You may also find yourself in a situation
where you can 'assume' an existing mortgage held by the seller.
Advantages of assuming a mortgage are that you can speed
the buying process due to reduced paperwork and save money in lower
legal fees and closing costs. A disadvantage is that the current
lending rate may be less than that of the assumed mortgage.
Now that you have an idea who will
lend you money, you'll need to know the different kinds of mortgages
that are offered. The most common by far is the 'conventional
mortgage.' Lenders will loan you up to 75 per cent of the
appraised value or purchase price of the property (whichever is
lower), and you must come up with the remaining 25 per cent yourself.
Many people save specifically for this purpose, but in some
cases, alternate or 'secondary' financing maybe available.
A 'high-ratio' mortgage is one alternative
if you don't have the 25 per cent down payment. These are
available for up to 95 per cent of the appraised value or purchase
price of the property (whichever is lower) to a maximum set by government
regulation. The provision is that high-ratio mortgages must
be insured.
'Variable-rate' mortgages are usually
offered for both conventional and high-ratio mortgages. Typically,
your monthly payments remain fixed for the term, while the interest
rate fluctuates with economic conditions. This means that
if interest rates climb, you'll be paying more per month in interest.
If rates drop, you'll then be paying more off your principal.

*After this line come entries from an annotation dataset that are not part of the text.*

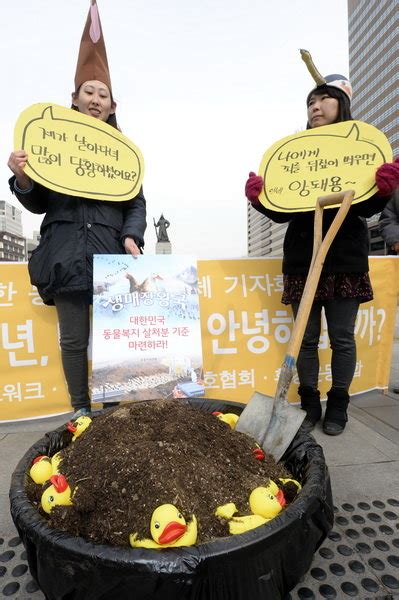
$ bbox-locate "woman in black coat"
[8,0,146,419]
[8,80,146,419]
[245,75,386,435]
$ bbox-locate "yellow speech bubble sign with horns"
[14,104,144,202]
[259,121,392,212]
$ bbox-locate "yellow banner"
[198,257,399,403]
[14,104,144,201]
[0,257,399,422]
[259,121,392,212]
[0,263,71,421]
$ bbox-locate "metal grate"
[290,498,399,600]
[0,498,399,600]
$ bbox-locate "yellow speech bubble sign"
[259,121,392,212]
[14,103,144,202]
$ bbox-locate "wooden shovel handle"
[287,190,355,362]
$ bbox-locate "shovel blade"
[262,400,306,462]
[235,392,274,446]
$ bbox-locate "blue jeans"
[54,292,90,411]
[292,298,359,391]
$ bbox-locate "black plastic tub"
[10,399,334,600]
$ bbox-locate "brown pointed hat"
[75,0,112,91]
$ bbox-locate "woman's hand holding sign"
[123,236,140,256]
[7,150,32,190]
[245,171,263,204]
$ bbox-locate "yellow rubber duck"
[66,417,91,442]
[129,504,198,550]
[51,452,62,475]
[41,475,72,514]
[212,410,239,429]
[249,481,286,519]
[215,480,285,535]
[29,455,53,484]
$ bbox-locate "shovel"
[235,190,355,461]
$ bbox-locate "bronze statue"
[154,214,170,242]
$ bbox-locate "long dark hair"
[306,85,353,129]
[71,85,121,131]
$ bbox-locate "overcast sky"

Conversely, 'fixed rate' mortgages maintain the same rate of interest
over the entire negotiated term.
There are some other concepts to become
familiar with that will impact your mortgage and financial well-being.
Amortization refers to the time period in which the mortgage is
assumed to be paid. A common amortization period is 25 years.
This means interest and principal payments are set as if you were
paying the amount borrowed over a 25 year payment schedule. Obviously,
the shorter the amortization period, the less interest you will
pay.
Prepayment privileges are very important
for borrowers to consider. These arrangements allow you to
pay money against the principal, reducing the total amount of interest
you'll ultimately pay. Open mortgages generally denote those
that allow prepayment with few restrictions, while closed mortgages
carry no prepayment options.
Don't be daunted by the many concepts
and terms regarding mortgages. Arranging one isn't that difficult--all
it takes is a little brushing up on your part and the experience
and advice of a good Realtor or mortgage professional.